Song: Dealer Funding Costs: Implications for the Term Structure of Dividend Risk Premia
http://papers.ssrn.com/sol3/papers.cfm?abstract_id=2732133
Abstract:
I show how funding costs to derivatives dealers' shareholders for carrying and hedging inventory affect mid-market derivatives prices. An implication is that some supposed "no-arbitrage" pricing relationships, such as put-call parity, frequently break down. As a result, I show that risk premia for S&P 500 dividend strips estimated in some recent research are notably biased. In particular, I question whether the term structure of S&P 500 dividend risk premia is on average downward sloping.

Two additional related research papers have been included into existing free strategy reviews during last 2 week:

#37 – Net Current Asset Value Effect

Oxman, Mohanty, Carlisle: Deep Value Investing and Unexplained Returns
http://papers.ssrn.com/sol3/papers.cfm?abstract_id=1928694
Abstract:
Following Ben Graham’s “net current asset value” (NCAV) rule for stock selection (“net net” strategy), we provide evidence that buying stocks in companies with per share NCAV greater than the current share price produced superior risk-adjusted returns over the 1975- 2010 period. The risk factors that explain the returns associated with these firms include market risk, market liquidity, a factor capturing overreaction (long-term reversal), and a relative distress factor. The only firm characteristics that drive excess stock returns for such firms are the analyst coverage, stock price per share, and turnover. Controlling for firm size and common risk factors, we find that returns are higher among net-net stocks with low analyst coverage, low stock price per share and lower trading volume.

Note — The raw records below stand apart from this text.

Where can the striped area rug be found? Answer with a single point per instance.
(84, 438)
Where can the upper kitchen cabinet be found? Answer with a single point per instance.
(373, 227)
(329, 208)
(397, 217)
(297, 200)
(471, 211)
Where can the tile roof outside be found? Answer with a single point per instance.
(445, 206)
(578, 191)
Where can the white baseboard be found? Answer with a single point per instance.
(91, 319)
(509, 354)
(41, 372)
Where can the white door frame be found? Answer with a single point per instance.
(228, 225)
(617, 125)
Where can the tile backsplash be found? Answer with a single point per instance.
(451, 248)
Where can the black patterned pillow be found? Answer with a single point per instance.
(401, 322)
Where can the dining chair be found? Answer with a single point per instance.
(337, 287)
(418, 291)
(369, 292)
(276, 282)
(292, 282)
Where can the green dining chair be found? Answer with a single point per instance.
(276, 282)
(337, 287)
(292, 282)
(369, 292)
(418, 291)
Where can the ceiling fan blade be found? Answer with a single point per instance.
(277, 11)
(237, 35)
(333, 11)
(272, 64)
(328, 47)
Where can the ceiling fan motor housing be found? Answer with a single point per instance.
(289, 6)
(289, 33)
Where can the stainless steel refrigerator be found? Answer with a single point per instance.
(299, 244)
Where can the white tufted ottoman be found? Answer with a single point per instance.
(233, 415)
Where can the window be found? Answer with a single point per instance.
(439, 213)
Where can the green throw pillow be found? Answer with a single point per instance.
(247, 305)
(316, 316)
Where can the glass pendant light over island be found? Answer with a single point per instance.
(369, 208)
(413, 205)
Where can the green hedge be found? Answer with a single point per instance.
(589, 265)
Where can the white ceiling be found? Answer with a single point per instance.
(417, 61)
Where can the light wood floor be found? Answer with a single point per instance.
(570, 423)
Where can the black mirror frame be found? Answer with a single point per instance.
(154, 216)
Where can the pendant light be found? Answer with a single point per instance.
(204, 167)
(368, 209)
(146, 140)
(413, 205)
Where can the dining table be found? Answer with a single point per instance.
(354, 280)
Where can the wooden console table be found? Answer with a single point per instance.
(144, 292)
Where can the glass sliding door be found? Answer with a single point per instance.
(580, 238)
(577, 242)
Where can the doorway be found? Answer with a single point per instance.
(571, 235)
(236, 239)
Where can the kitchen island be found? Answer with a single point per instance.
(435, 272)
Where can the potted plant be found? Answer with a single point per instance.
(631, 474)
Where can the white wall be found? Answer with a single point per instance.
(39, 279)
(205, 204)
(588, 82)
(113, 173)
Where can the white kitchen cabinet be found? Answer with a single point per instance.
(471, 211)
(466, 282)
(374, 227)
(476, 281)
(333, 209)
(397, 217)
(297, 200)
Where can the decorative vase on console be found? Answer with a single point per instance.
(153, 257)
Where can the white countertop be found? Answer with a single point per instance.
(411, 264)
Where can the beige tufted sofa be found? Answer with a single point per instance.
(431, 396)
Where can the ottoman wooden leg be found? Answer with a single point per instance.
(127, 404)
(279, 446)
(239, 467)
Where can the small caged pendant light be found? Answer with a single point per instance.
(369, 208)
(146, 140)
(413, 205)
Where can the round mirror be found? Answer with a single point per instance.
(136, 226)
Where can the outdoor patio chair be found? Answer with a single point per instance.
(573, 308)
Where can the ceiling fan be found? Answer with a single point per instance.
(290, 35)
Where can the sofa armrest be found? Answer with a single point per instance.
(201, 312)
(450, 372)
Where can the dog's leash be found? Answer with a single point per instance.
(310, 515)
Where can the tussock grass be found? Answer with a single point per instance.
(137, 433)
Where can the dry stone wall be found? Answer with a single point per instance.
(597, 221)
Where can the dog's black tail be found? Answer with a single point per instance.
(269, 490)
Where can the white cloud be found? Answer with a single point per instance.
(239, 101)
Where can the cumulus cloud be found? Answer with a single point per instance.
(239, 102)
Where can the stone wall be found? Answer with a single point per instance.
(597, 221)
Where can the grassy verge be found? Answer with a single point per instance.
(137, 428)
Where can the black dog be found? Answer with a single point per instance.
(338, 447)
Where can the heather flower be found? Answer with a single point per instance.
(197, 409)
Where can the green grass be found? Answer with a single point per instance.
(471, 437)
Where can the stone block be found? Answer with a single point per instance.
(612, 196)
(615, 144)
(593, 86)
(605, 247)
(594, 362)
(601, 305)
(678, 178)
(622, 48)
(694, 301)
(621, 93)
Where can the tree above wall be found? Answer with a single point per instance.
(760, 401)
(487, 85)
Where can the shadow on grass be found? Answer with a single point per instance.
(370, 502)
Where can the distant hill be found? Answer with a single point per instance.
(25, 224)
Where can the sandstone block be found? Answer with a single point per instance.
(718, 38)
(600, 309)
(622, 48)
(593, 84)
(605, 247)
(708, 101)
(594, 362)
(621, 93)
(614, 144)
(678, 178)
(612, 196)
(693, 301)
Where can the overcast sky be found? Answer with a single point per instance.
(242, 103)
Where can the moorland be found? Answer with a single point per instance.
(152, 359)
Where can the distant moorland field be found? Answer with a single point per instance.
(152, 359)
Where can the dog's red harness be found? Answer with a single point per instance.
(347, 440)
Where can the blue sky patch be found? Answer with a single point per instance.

#14 – Momentum Effect in Stocks
#25 – Small Capitalization Stocks Premium
#26 – Value (Book-to-Market) Anomaly

Cakici, Tang, Yan: Do the Size, Value, and Momentum Factors Drive Stock Returns in Emerging Markets?
http://papers.ssrn.com/sol3/papers.cfm?abstract_id=2727257
Abstract:
This paper investigates the size, value and momentum effects in 18 emerging stock markets during the period 1990−2013.We find that size and momentum strategies generally fail to generate superior returns in emerging markets. The value effect exists in all markets except Brazil, and it is robust to different periods and market conditions. Value premiums tend to move positively together across different markets, and such inter-market co-movements increase overtime and during the global financial crisis.